The integral can tell you a lot of information about whatever you are dealing with. For example if you have a graph that shows an objects speed as a function of time the area under the curve will show how far from an arbitrary point you have traveled for any X value. Basically if a graph measures a change in something than the area under the curve will show the total for any value.
“The area under the curve” rarely matters; specific cases in geometry. But that area represents result of an integral. Integral is a special function that takes a function (instead of just a variable) on input and produces another function on output. And integrals, alongside with derivatives (which do the same only in opposite direction) are very important and useful, changing “rate” into “value”
Take accelerometers, small chips, often found in phones, drones etc. They measure acceleration (including gravitational). In phones they’ll usually just change the screen orientation. But in drones – integral of acceleration is speed. Integral of speed is position.

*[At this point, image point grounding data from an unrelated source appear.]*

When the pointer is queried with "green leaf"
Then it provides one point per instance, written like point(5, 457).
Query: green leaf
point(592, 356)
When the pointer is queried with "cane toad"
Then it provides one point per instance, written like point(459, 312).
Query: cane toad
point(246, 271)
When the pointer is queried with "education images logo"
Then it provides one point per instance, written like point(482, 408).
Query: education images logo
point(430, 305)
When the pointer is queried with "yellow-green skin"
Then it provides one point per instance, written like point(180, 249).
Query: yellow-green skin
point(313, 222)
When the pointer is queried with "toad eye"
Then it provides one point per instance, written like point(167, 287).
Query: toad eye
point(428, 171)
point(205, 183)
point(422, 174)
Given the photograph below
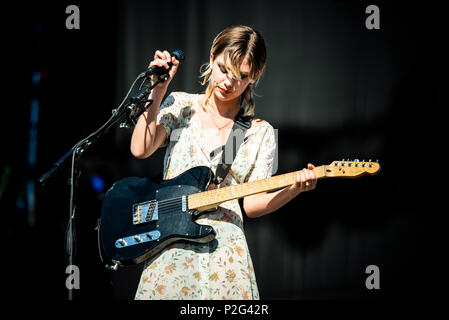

So passing the output of accelerometers through integration twice (and knowing the drone was lying immobile on the ground in the beginning) they can tell the drone where it is, and so tell it how to return to the starting point, or hold position, or follow a specific path.
In the opposite direction, your car’s speedometer runs a differential on the input of odometer; position/distance->speed.
Let’s add there’s a whole bunch of other integrals, not just “surface under the curve”. There’s length of the curve, there’s flow through a loop in a field (evocative: how much water in a river will flow into a pipe depending on its shape and orientation; practical: engineering stuff about magnetic fields – electromagnets, electric motors), volume integral (mass of a solid carved out of uneven density material), and a bunch of others so obscure I forgot them.